Glenn Matthew Cable
Address: Brisbane, Queensland, Australia
Age: 42
Sex: Male
Convictions
Date: 14 April 2014
Charges: Attempted murder and fraud
Category: Domestic violence
Court: Supreme Court of Queensland
Judge: Justice Rosslyn Atkinson
Penalty: 17 years imprisonment. Eligible for parole 24th March 2025
Glenn Matthew Cable violently assaulted his partner, Simone O'Brien (pictured below) on 25 September 2012 when she decided to end the relationship after finding out about his lies and deceit.
The pair met online about 10 months before the attack.
He had given her the impression he was well-off with properties in New South Wales, by purchasing a jet-ski and claiming to have made deposits on expensive cars, handbags and even a new house they planned to move into and share together.
The jet-ski was later found to be wrongly purchased from a Brisbane business who accepted an emailed receipt from Cable attesting he had paid a $30,000 deposit for it and other goods, when he had not.
Just days before they were due to move into the new property, the woman took a phone call from the real estate agent that brought her world crumbling down. There was no deposit and there would be no new house.
She challenged Cable about his lies, the extent of his deceit, and ended the relationship.
Cable stormed into Ms O'Brien's house and violently attacked her leaving her with horrific injuries.
Cable’s savage attack, which took place in the bedroom of her home and in front of her terrified teenaged daughters, was so vicious she spent a month fighting for life in intensive care before being transferred to the brain injury rehabilitation unit.
He face was rebuilt, she lost an eye and had multiple skin grafts to repair the damage to her skull from Cable’s attack.
In sentencing Cable, Justice Atkinson said:
"You inflicted unspeakable violence on this woman and some of the things that make it worse, that exacerbate it, it’s not just the injuries she suffered – and I will go through them shortly – but the circumstances in which you did it: in her own home; in spite and in the face of her desire to end the relationship with you; and then, in front of her children, the two girls who ran into that room to try and protect their mother, which was a very brave thing for them to do. Their first reaction was to protect their mother. But you continued the attack in front of those two vulnerable children. So they have to live with that for the rest of their lives, what they saw that night.

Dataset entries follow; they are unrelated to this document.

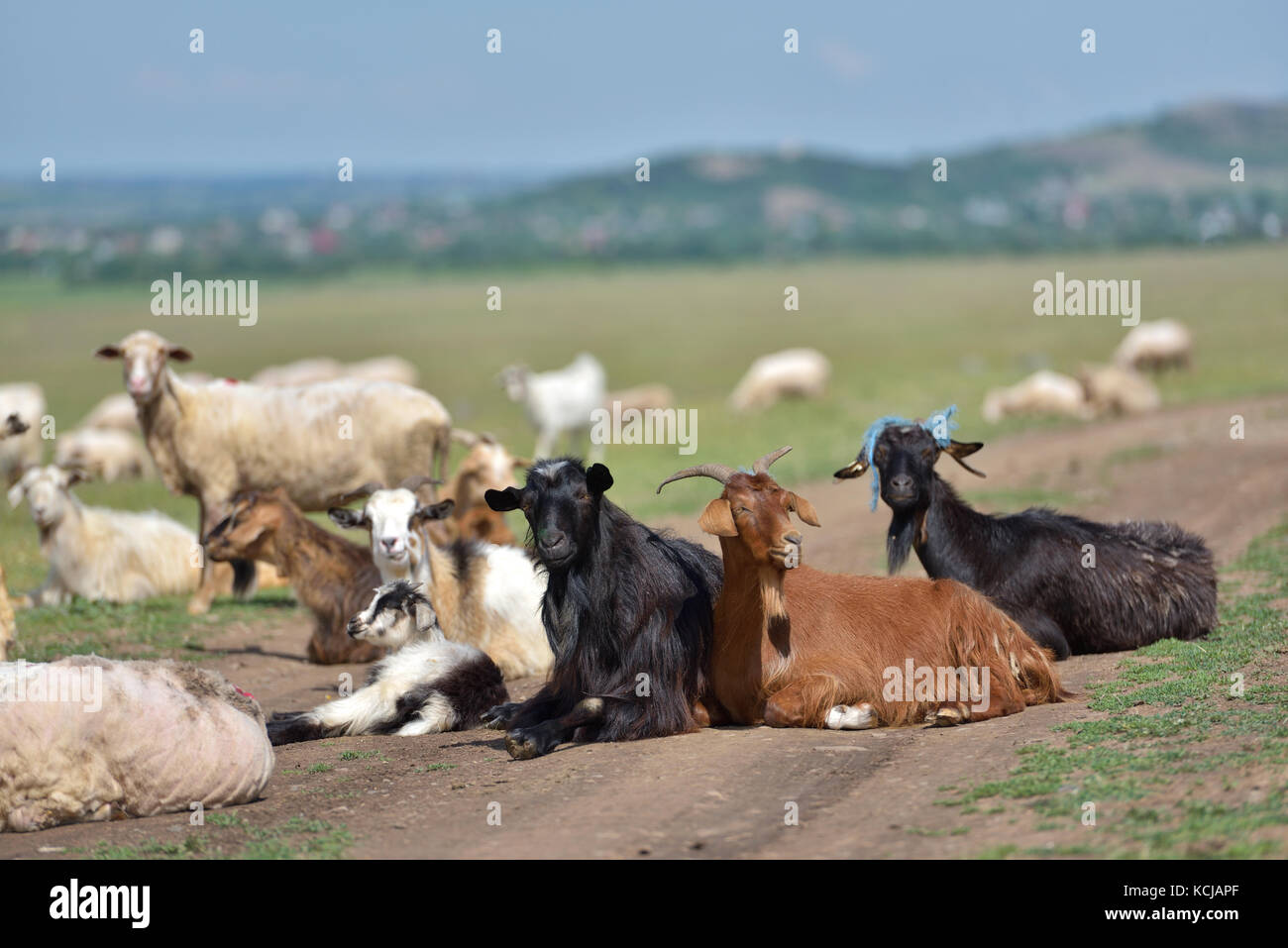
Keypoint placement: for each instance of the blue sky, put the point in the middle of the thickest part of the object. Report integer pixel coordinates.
(397, 86)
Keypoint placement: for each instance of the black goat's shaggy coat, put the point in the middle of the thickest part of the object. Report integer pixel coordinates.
(1149, 579)
(627, 616)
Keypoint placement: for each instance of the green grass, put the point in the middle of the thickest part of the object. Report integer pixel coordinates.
(1168, 771)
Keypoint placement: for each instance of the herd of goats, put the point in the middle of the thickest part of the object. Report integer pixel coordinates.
(636, 633)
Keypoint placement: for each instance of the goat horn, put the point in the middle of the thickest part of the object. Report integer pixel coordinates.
(761, 466)
(719, 472)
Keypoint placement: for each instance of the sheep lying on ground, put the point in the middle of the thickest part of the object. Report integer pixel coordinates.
(21, 445)
(1116, 390)
(559, 401)
(104, 454)
(112, 556)
(1042, 393)
(426, 685)
(1154, 346)
(8, 627)
(791, 372)
(484, 595)
(215, 441)
(90, 740)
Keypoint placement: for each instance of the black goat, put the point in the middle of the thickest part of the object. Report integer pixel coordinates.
(627, 612)
(1073, 584)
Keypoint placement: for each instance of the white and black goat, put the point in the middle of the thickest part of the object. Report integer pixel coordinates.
(426, 685)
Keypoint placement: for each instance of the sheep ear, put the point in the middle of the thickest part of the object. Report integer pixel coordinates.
(509, 498)
(855, 469)
(597, 478)
(805, 510)
(717, 519)
(434, 511)
(347, 518)
(957, 451)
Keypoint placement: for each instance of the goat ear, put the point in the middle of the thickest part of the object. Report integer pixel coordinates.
(434, 511)
(957, 451)
(717, 519)
(509, 498)
(347, 518)
(805, 510)
(597, 478)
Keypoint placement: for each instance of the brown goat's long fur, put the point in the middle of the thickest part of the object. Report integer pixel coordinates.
(791, 644)
(333, 578)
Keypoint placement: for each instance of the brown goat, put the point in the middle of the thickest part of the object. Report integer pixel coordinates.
(800, 648)
(331, 576)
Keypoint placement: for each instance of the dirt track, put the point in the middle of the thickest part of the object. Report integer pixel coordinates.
(724, 792)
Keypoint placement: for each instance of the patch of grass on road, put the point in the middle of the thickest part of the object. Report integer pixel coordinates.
(1185, 766)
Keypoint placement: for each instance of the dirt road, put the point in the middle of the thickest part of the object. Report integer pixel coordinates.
(725, 792)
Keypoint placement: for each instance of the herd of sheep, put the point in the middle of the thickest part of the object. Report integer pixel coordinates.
(438, 592)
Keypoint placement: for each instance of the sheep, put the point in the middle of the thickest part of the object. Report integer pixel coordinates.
(25, 403)
(791, 372)
(331, 576)
(1074, 584)
(8, 627)
(1155, 346)
(316, 441)
(88, 738)
(558, 401)
(1112, 389)
(108, 556)
(488, 466)
(426, 685)
(103, 453)
(627, 610)
(1042, 393)
(484, 595)
(795, 647)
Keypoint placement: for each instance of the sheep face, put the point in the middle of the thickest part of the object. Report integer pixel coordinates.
(398, 612)
(906, 458)
(143, 356)
(46, 492)
(561, 502)
(248, 531)
(393, 517)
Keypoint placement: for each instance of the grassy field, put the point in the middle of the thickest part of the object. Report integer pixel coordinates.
(903, 338)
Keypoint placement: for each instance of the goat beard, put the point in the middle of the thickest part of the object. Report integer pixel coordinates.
(905, 527)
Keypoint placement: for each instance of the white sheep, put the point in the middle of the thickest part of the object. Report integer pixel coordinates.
(316, 441)
(1117, 390)
(1154, 346)
(791, 372)
(426, 685)
(485, 595)
(20, 449)
(88, 738)
(106, 454)
(558, 402)
(111, 556)
(1042, 393)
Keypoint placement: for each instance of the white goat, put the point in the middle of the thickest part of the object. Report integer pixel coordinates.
(111, 556)
(559, 401)
(18, 449)
(106, 454)
(484, 595)
(91, 740)
(1042, 393)
(1154, 346)
(426, 685)
(791, 372)
(316, 441)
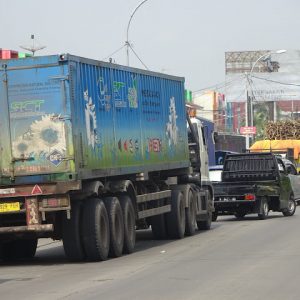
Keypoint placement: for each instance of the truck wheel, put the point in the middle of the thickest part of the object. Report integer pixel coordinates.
(264, 209)
(116, 225)
(176, 217)
(291, 207)
(129, 224)
(214, 216)
(205, 225)
(19, 249)
(71, 236)
(95, 230)
(159, 227)
(239, 215)
(190, 215)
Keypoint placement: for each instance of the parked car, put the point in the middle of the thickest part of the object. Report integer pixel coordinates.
(254, 183)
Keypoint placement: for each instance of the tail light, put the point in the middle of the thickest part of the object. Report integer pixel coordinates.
(249, 197)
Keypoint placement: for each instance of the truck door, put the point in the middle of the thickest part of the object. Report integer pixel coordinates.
(285, 185)
(35, 120)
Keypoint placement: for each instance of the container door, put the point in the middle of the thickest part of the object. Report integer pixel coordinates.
(35, 121)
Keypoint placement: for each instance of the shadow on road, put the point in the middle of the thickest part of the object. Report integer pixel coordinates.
(254, 217)
(52, 253)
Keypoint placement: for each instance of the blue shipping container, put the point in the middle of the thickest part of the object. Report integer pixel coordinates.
(66, 117)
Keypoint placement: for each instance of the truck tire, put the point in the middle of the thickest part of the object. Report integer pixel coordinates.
(19, 249)
(190, 215)
(95, 230)
(239, 215)
(176, 218)
(129, 224)
(116, 225)
(264, 209)
(159, 227)
(71, 233)
(205, 225)
(291, 207)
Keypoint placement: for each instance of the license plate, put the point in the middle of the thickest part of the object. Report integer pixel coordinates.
(7, 207)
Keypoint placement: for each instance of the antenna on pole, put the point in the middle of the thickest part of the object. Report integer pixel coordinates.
(33, 47)
(127, 43)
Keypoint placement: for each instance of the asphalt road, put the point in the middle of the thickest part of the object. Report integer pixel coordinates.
(248, 259)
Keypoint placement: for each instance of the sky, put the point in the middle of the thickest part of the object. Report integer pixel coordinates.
(186, 38)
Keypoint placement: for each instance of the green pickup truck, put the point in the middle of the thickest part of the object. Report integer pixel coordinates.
(254, 183)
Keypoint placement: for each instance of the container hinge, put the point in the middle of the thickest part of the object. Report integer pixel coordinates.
(16, 159)
(59, 77)
(60, 118)
(67, 158)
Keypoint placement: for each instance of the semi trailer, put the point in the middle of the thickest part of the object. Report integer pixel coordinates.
(90, 152)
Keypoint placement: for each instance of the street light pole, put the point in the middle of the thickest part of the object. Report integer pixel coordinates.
(249, 102)
(127, 43)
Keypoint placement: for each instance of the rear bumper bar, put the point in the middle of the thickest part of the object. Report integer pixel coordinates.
(30, 228)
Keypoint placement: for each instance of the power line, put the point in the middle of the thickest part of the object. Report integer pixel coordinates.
(275, 81)
(220, 85)
(138, 57)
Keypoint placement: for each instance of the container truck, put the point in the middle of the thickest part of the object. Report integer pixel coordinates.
(92, 151)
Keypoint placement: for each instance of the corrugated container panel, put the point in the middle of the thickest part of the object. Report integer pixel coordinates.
(113, 119)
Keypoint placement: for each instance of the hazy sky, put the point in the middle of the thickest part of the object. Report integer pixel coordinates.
(180, 37)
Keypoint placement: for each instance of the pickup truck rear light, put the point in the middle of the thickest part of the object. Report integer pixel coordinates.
(249, 197)
(55, 202)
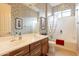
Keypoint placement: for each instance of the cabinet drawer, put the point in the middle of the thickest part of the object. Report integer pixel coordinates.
(19, 51)
(27, 54)
(36, 51)
(34, 45)
(45, 40)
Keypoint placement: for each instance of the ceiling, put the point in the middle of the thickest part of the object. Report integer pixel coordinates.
(54, 4)
(40, 7)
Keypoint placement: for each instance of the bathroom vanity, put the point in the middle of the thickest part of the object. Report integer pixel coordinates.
(30, 45)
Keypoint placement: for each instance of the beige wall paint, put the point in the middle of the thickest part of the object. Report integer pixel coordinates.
(21, 11)
(5, 19)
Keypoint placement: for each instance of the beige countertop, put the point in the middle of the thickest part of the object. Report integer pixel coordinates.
(7, 46)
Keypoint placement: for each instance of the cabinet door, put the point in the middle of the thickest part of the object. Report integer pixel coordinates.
(45, 46)
(5, 19)
(20, 52)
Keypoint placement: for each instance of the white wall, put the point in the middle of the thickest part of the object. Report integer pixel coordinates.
(5, 19)
(68, 27)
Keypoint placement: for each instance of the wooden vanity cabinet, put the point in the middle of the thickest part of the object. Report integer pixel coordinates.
(35, 49)
(20, 52)
(45, 46)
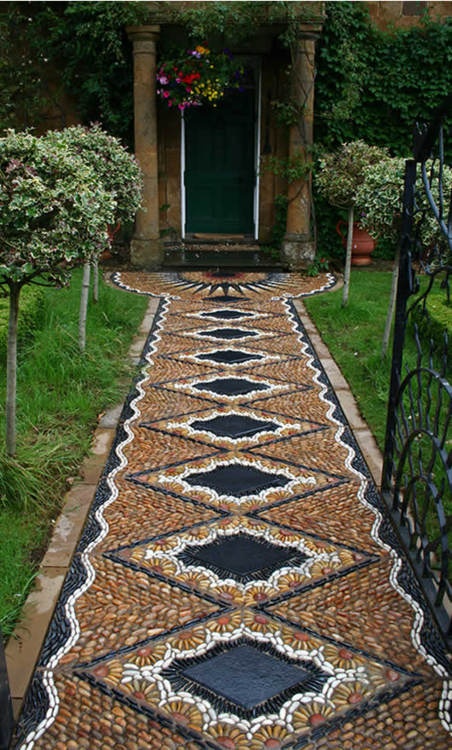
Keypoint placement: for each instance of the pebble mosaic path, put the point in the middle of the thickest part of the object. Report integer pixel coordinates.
(237, 585)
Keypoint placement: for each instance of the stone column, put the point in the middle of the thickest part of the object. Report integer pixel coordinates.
(146, 249)
(298, 248)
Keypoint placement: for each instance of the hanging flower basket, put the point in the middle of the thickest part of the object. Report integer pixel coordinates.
(198, 76)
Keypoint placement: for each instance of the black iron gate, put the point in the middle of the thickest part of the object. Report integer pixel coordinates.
(417, 471)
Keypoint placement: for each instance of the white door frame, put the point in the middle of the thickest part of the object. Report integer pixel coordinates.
(256, 64)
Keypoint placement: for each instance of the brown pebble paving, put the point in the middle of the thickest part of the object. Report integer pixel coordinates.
(232, 588)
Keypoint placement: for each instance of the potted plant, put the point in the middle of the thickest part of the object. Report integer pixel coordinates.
(338, 178)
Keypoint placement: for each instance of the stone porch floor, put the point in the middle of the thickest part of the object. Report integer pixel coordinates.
(236, 584)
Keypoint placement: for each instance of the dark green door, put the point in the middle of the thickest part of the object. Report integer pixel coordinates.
(219, 167)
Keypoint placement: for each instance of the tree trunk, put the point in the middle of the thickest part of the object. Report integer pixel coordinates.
(11, 370)
(96, 280)
(84, 306)
(348, 258)
(391, 307)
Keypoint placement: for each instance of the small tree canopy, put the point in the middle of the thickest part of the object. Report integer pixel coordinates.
(54, 214)
(340, 173)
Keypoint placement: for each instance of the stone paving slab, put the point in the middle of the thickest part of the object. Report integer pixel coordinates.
(237, 584)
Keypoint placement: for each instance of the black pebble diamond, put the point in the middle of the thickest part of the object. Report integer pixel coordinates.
(231, 386)
(226, 314)
(228, 356)
(227, 333)
(245, 678)
(236, 479)
(234, 426)
(242, 557)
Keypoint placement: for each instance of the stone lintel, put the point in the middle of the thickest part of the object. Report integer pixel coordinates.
(143, 33)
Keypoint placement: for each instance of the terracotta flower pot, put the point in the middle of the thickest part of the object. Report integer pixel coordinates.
(362, 243)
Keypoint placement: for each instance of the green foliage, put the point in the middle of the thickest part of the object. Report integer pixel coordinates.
(30, 318)
(23, 93)
(79, 47)
(116, 169)
(379, 200)
(235, 22)
(53, 211)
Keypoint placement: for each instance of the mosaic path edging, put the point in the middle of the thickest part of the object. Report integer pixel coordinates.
(265, 628)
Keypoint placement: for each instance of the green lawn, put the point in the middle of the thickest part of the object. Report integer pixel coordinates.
(61, 393)
(354, 336)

You then continued the attack, notwithstanding that the young boarder who was at the house tried very bravely and very courageously to get you to stop. You still continued. It was only by the fortunate intervention of the two huge men who lived next door that you were stopped. Perhaps you’d already decided to stop because you thought you had killed her, and you very nearly did. As well as the heroic and courageous efforts of her children and the boarder and her daughter’s friend to try to get you to stop, there were then the heroic efforts of the Queensland Ambulance Service and, in particular, Dr Rashford, to save Simone O'Brien's life.
But since then, of course, she has had to undergo a lot of suffering in order to get any kind of physical and psychological health back. And she’s been left with permanent disfiguring injuries to her face and head and her arm, but also, of course to her sense of psychological wellbeing and to the family and their sense of safety and psychological wellbeing."
The Judge went on to give the considerable medical details of Ms O'Brien's injuries.
The Judge went on "You rained multiple blows with a baseball bat upon this poor woman who was half your weight and only 156 to 160 centimetres tall; compared to you, a man of over six foot tall.
Obviously, given the extent of the injuries she has had to undergo a great deal of medical treatment from many, many specialties. She spent many days in the intensive care unit. She suffered from amnesia after the injury. She was discharged after a month to the brain injury rehabilitation unit. She’s had many, many ongoing problems because of the loss of her right eye, because of the loss of skin on her face and head, because of those terrible fractures to her skull.
One of the effects, of course, of hitting her where you did, so hard, is that she’s been left with obvious injuries. So that in her day-to-day dealings with people, they can see how badly she’s been injured and that she has been disfigured. And, of course, unsurprisingly, it’s had a terrible psychological impact on her and her children. I’ve been shown photographs of what she looked like before the injuries and what she looked like afterwards. And you can tell from how good looking the children are, that she was a very good looking woman."
Justice Atkinson sentenced Cable to two years imprisonment on the fraud charges to be served cumulatively with a 15 year imprisonment term for attempted murder.
The earliest date for parole will be 24th March 2025.